Substitute Service of Process
We all know that process of service is best made in person and verified with an affidavit from the process server. However, there are several different ways to serve a person with documents. In difficult matters, what is referred to as “substituted service” will be considered legally sufficient.
Substituted service is any type of service on an individual or business that is indirect. In other words, it is not made in person. Papers can be handed to a person, such as a friend or family member, in place of the one who is actually being served. This must be done with court approval, however.
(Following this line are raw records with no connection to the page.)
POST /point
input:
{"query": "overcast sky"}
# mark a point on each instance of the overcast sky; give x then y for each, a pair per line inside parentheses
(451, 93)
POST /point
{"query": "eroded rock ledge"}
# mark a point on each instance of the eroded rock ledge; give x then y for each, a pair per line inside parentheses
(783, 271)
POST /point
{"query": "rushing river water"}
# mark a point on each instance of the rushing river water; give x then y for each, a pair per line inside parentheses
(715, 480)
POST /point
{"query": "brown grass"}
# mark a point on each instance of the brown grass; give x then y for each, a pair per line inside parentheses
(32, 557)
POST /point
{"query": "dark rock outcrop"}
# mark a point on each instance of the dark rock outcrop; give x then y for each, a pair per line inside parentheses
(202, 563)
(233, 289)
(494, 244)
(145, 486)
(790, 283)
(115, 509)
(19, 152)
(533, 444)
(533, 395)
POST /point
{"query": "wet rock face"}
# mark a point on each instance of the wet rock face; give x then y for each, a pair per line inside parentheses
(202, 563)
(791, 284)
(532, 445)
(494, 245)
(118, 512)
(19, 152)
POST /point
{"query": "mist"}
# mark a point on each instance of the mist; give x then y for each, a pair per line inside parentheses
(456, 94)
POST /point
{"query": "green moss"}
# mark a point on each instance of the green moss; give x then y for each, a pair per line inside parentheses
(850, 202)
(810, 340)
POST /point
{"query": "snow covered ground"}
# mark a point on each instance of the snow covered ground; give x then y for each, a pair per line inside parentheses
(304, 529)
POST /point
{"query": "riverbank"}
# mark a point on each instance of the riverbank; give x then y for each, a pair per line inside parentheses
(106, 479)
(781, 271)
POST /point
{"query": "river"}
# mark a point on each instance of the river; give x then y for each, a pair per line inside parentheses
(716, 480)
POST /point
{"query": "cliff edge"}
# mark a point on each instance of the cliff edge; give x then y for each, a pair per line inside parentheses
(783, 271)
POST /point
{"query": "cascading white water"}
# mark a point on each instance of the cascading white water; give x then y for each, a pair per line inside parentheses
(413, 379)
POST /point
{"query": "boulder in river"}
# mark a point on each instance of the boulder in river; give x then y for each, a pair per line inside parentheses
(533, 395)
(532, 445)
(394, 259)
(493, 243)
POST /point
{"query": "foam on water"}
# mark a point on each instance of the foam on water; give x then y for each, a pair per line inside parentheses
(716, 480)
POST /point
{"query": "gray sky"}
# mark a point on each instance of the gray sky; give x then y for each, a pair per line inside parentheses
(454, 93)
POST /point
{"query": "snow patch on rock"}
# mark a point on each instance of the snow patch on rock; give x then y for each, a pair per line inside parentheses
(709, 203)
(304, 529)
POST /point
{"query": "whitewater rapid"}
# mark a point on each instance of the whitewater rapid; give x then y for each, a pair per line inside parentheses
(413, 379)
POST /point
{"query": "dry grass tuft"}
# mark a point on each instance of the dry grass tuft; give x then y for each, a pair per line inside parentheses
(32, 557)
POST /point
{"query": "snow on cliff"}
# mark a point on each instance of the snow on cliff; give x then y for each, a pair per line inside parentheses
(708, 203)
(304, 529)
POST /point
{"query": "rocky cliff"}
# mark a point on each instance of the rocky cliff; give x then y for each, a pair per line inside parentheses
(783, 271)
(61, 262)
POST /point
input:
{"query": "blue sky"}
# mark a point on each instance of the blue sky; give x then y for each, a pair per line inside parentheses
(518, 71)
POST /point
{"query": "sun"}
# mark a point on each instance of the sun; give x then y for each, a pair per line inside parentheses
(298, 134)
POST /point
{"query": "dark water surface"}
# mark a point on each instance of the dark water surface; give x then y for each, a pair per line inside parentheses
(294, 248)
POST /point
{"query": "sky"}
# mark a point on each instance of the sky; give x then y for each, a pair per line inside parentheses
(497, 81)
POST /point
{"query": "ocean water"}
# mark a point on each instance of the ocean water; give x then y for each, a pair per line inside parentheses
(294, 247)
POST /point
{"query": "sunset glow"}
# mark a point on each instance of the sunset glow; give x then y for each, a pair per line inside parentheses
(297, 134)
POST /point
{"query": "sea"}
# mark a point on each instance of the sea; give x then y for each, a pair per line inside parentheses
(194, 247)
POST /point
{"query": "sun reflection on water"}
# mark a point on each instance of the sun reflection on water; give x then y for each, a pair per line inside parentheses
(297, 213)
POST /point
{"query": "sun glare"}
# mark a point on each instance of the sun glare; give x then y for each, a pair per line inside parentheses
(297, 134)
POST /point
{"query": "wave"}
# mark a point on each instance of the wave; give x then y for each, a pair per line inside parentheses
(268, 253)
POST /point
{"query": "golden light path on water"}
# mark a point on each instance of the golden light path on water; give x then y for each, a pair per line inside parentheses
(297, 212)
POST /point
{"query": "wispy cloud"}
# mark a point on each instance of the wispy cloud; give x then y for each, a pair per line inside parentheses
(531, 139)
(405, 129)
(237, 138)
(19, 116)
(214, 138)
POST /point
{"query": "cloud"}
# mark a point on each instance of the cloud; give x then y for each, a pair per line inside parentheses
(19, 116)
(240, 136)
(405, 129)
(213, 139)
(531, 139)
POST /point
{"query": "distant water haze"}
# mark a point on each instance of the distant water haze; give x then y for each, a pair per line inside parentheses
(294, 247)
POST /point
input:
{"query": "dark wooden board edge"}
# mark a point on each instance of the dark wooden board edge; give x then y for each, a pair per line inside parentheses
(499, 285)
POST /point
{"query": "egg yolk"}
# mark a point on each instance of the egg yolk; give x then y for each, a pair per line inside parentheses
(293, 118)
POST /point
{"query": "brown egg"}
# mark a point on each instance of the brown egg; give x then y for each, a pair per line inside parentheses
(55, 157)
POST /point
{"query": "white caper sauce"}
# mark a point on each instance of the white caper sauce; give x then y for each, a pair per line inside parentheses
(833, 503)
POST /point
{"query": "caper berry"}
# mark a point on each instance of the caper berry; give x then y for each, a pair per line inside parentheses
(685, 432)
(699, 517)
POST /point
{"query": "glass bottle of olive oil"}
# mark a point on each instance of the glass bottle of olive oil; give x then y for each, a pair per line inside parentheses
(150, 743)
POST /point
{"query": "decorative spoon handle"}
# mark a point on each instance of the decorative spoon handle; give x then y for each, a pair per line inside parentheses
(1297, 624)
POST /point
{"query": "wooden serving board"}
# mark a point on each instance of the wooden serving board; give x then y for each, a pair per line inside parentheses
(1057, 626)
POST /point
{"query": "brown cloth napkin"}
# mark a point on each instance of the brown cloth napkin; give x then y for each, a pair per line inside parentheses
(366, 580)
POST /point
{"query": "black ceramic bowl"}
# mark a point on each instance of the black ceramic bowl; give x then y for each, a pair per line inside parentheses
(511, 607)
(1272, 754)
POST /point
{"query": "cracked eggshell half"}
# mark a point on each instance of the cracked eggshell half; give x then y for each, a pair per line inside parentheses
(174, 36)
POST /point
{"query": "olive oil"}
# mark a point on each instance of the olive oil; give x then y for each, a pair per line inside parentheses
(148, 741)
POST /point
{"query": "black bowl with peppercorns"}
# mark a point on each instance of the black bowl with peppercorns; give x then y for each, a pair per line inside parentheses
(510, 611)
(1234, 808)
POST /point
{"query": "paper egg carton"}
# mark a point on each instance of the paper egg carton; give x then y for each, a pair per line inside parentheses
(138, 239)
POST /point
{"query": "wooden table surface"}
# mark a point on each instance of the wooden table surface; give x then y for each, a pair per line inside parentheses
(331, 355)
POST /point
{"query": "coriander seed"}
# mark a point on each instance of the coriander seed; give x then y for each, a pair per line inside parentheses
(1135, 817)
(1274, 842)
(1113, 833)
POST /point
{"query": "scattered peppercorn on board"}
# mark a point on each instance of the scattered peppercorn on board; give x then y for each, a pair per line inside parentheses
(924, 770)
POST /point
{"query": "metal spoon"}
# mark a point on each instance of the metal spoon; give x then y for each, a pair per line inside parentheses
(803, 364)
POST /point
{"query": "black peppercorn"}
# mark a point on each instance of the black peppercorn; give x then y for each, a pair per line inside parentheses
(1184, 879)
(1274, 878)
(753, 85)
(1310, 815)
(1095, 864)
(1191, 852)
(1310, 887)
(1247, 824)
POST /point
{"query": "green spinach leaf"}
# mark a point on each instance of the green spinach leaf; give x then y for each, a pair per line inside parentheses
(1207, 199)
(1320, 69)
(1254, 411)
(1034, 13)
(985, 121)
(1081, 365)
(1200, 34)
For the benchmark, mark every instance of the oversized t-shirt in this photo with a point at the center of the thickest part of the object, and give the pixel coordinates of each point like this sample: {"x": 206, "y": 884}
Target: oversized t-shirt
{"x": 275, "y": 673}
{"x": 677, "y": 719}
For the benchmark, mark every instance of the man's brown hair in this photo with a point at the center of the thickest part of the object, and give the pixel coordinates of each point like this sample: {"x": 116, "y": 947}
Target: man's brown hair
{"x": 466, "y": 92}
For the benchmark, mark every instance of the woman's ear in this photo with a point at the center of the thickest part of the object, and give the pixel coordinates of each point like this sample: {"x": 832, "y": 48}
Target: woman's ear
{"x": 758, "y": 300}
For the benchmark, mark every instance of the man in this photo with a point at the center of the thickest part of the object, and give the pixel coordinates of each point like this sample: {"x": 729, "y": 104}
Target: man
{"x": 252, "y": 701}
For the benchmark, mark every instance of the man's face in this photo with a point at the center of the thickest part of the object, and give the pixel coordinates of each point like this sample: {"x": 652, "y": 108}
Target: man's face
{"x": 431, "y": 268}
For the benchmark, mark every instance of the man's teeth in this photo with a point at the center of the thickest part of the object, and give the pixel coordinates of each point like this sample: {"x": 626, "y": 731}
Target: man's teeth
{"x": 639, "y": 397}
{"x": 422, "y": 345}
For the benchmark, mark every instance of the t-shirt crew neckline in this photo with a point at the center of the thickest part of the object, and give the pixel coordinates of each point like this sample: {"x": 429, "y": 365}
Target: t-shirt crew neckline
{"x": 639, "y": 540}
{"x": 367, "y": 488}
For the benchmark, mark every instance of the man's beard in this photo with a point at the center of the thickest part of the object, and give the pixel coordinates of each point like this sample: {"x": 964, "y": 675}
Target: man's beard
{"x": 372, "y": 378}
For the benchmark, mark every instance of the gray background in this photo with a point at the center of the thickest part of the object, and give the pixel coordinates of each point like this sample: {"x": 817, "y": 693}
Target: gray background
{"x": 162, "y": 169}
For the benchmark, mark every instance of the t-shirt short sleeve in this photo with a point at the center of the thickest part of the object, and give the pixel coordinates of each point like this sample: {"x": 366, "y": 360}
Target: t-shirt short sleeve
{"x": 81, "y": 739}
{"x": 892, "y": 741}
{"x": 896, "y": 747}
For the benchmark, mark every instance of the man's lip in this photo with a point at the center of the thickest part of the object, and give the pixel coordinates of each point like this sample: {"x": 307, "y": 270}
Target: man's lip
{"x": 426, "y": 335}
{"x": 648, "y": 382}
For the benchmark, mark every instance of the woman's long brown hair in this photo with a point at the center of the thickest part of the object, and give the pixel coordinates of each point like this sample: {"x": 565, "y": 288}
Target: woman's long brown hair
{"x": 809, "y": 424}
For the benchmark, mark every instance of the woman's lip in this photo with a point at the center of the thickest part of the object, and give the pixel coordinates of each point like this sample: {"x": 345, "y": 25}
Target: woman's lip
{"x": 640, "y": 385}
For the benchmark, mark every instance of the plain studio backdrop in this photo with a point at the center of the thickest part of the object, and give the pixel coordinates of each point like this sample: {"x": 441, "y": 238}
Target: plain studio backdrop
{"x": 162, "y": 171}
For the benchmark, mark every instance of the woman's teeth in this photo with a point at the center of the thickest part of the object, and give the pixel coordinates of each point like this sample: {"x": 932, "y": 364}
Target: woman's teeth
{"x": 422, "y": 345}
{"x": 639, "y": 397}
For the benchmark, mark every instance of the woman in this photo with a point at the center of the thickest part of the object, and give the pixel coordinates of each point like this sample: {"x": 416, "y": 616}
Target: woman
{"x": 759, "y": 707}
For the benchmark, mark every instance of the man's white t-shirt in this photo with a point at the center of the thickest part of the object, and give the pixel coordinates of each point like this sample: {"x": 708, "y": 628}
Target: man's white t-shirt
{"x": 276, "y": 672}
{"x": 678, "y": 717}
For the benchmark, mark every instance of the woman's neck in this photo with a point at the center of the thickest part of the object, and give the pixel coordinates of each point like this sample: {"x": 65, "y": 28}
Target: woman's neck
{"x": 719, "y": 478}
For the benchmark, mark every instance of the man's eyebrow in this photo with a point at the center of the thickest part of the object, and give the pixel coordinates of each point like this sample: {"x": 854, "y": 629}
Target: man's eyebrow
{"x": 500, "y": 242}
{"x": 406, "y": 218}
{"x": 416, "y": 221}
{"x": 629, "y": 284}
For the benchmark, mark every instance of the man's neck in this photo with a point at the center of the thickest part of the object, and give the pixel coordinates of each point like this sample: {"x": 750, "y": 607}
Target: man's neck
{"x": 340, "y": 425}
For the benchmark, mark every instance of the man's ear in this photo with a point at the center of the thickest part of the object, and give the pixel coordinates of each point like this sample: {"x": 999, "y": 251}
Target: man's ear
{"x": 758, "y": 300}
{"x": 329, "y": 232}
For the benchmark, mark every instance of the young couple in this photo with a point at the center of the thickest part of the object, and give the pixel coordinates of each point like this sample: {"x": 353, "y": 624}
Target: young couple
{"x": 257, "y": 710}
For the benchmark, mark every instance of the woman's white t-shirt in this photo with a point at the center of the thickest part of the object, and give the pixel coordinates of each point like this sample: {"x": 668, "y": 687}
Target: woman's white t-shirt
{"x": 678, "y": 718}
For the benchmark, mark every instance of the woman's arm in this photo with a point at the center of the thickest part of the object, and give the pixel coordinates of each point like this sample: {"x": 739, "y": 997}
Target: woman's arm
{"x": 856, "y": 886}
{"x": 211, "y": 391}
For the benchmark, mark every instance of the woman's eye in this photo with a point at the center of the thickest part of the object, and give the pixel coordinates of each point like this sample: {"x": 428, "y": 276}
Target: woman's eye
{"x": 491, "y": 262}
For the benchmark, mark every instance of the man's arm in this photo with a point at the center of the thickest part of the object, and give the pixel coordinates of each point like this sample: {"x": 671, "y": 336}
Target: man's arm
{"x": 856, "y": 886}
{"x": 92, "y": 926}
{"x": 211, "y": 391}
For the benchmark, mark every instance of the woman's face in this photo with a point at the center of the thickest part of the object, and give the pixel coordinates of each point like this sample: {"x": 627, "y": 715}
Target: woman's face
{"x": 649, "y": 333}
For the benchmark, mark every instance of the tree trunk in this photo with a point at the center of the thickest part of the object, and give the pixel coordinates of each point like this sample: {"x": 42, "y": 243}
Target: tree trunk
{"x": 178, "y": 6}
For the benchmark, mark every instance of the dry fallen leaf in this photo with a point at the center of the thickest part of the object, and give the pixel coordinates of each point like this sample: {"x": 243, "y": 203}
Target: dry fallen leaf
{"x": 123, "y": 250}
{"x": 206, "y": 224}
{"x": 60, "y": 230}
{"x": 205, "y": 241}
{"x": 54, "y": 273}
Since substitute service is less desirable to courts than direct service, the process server must effectively prove that the party was completely unreachable and that all other efforts to serve him or her have failed. Each attempt to reach the person must be recorded and should also be shared with the person initiating the suit. Once the court establishes that substitute service is necessary, it will also determine the best route to take.
Other methods of substituted service include leaving papers at a defendant’s workplace or sending them through the mail. When an individual is unlikely to be found, legal notices are published in the newspaper that covers the area where he or she was last known to reside.
Not all of these methods are considered legal and binding in all jurisdictions. Which substitute service types are permitted all comes down to the jurisdiction of the court and whether the case is in the state or federal court. Strict requirements provided by the proper governing entity must be followed to the letter or the service will fail if it is contested in court.